Падшие в небеса. 1937 год | страница 53



— Тише товарищи! Тише! Соблюдайте тишину! Дайте товарищу Митрофанову закончить. Димка прервался и с благодарностью смотрел на комсорга. В его глазах мелькнул огонек преданности. Такая искорка проскакивает у цепного пса перед хозяином, который, выносит миску с кислыми щами и костью.

— Нет, товарищ Пончикова! — вмешался майор. Нквдэшник приподнялся и обведя взглядом зал, добавил:

— Мне вот тоже лично не понятно — что имеет в виду товарищ Митрофанов? А? Поконкретнее надо! А то, тут, вот, обвиняет весь коллектив, в политической близорукости и потворству буржуазной идеологии — я так вас понял товарищ Митрофанов? А сам говорит расплывчато! Нет уж, если есть, какие-то факты говорите конкретнее! А так, выходит, вы всех обижаете, и все имеют право возмущаться! Пончикова прикусила губы и села. Она растеряно смотрела на майора. Тот ухмыльнулся и пожал плечами:

— Просим вас товарищ Митрофанов — поясните, куда вы клоните! И не стесняйтесь, тут все свои и критика, если она по делу — лишь на пользу! Митрофанов слегка смутился. Димка шмыгнул носом и покосился на президиум.

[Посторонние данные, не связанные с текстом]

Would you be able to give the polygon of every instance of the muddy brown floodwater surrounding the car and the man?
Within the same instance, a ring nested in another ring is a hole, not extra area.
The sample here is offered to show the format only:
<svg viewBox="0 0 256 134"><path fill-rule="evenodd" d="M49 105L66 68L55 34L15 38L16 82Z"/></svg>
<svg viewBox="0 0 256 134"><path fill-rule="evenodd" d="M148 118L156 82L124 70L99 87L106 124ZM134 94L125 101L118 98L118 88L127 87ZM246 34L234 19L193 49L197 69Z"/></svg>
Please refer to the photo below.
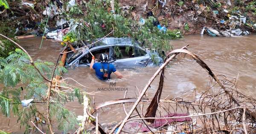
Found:
<svg viewBox="0 0 256 134"><path fill-rule="evenodd" d="M29 52L34 59L43 61L56 61L58 53L61 51L59 43L44 40L42 48L39 49L41 42L40 37L27 38L20 40L20 44ZM227 78L236 78L239 74L238 84L246 87L247 94L252 97L256 94L256 35L243 37L209 37L207 35L188 35L179 40L171 40L173 48L181 48L189 44L189 51L197 54L212 69L215 74L224 74ZM204 91L209 80L209 75L195 61L188 58L172 61L165 73L165 83L162 97L175 97L192 88L197 91ZM154 68L117 68L123 75L123 79L117 79L112 74L109 82L102 82L95 77L95 73L86 67L68 69L64 78L70 77L77 80L87 88L81 87L87 92L96 92L90 95L95 98L96 105L99 103L121 99L124 91L101 91L98 88L109 87L110 82L116 82L116 87L128 88L127 97L138 96L138 89L141 91L157 67ZM148 90L148 97L154 94L159 77L151 84ZM69 83L78 86L72 80ZM187 93L190 94L189 92ZM256 97L254 97L256 98ZM92 100L92 99L91 99ZM75 112L76 115L83 114L83 107L78 102L70 102L65 105L68 109ZM125 114L122 111L122 105L110 106L100 111L99 123L119 122ZM56 124L56 123L54 123ZM54 125L57 130L56 125ZM20 124L16 119L0 117L0 130L12 133L22 133Z"/></svg>

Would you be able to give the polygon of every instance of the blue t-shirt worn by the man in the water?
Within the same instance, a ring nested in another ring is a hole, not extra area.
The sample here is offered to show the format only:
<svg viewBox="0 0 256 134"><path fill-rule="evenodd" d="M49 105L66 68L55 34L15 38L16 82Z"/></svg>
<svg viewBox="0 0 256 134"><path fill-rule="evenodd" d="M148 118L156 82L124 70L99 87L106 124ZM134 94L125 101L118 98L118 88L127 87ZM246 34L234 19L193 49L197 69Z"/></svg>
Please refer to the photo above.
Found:
<svg viewBox="0 0 256 134"><path fill-rule="evenodd" d="M113 64L110 64L110 63L94 63L93 69L95 70L96 77L98 77L100 80L103 80L104 73L103 73L102 65L105 71L108 70L108 65L109 65L108 79L110 79L110 74L116 71L115 66L113 66Z"/></svg>

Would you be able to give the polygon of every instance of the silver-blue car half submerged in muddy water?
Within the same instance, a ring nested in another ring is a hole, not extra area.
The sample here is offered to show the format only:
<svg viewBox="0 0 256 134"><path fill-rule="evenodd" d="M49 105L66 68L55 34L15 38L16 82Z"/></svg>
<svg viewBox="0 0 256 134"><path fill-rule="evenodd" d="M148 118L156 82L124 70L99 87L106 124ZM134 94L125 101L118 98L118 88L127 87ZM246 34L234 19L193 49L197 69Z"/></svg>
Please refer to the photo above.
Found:
<svg viewBox="0 0 256 134"><path fill-rule="evenodd" d="M82 48L76 54L68 55L65 65L67 67L90 66L92 55L99 59L101 53L109 55L109 63L117 68L159 66L163 59L157 52L151 52L139 46L131 38L107 37L90 48ZM154 54L154 56L152 56ZM154 62L151 57L154 57Z"/></svg>

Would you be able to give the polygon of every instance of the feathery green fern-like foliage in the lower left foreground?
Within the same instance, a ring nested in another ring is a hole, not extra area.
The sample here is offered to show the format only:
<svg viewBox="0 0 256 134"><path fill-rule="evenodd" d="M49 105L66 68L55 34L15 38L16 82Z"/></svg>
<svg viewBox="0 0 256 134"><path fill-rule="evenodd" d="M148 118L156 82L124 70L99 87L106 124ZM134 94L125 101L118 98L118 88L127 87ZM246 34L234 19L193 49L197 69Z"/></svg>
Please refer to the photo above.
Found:
<svg viewBox="0 0 256 134"><path fill-rule="evenodd" d="M53 63L36 60L35 66L44 76L48 77L48 79L51 78ZM58 67L55 75L59 75L60 72L67 72L67 69ZM47 98L48 90L47 83L29 63L29 57L21 49L17 48L15 51L10 52L6 58L0 57L0 83L4 86L3 91L0 92L0 109L6 117L9 117L12 111L14 116L17 116L17 121L20 122L20 125L25 128L24 133L31 131L30 121L37 122L36 117L44 120L44 122L38 123L44 125L46 122L46 117L44 116L46 115L41 114L35 104L32 103L27 107L20 107L20 98L26 100L34 98L34 101L44 101ZM19 85L22 85L22 87L17 88ZM65 83L61 83L61 86L71 87ZM22 90L26 92L23 96L21 96ZM58 94L51 100L50 118L57 117L59 130L66 134L67 130L74 128L77 121L75 115L64 108L64 104L61 102L73 101L77 98L81 103L82 95L79 88L74 88L70 91L66 90L66 92L59 91ZM47 105L47 103L43 104Z"/></svg>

Майор развел руками и ехидно улыбнулся. Смирнов сидел красный, как вареный рак — сжав ладони, перед лицом и уткнувшись, в них носом. Павел понял — главный редактор боится. Он — боится каждого слова, а еще больше — каждого движения своего соседа, в оливковом кителе, с красными, словно капли крови — петлицами.

Абрикосов тяжело вздыхал и кивал головой, словно старый мерин — перед загоном на бойню. Его седая макушка двигалась вверх-вниз.

— А, что могу и примеры! — вновь уверенным голосом прокричал Димка. — Вот, мой друг и товарищ по работе, и вообще сосед по кабинету, Паша Клюфт — поддался на провокацию. Он не устоял перед этой гадиной Самойловой. И написал, что она ему втемяшила! А втемяшила она ему, страшные вещи! Страшные товарищи! Павел опешил. Он почувствовал, что у него вот-вот остановится сердце. Страх пронизывающий все клеточки его кожи — окутал тело. К горлу подкатил комок. Клюфт почувствовал себя парализованным, от ужаса. Все присутствующие невольно повернули головы и смотрели на него. Павел ощущал на себе: любопытные и сочувствующие, и главное презрительные взгляды коллег.

— Да товарищи! Как, мне не горько говорить, но я скажу! — продолжал свою речь Митрофанов.

Его голос слегка дрогнул. Димка тяжело вздохнул и словно актер, развел руками, ища поддержки у зрителей:

— Да, вот его статья! Причем как вы видите на второй полосе нашей газеты! Почти сразу за передовицей! А как она называется? А? Как? И как такое название пропустил главный редактор? А называется она товарищи вот как! — Димка поднял вверх руку. В его ладони был зажат номер газеты со статьей Павла «Мерзость, несущая опустошение» — о суде в Минусинске.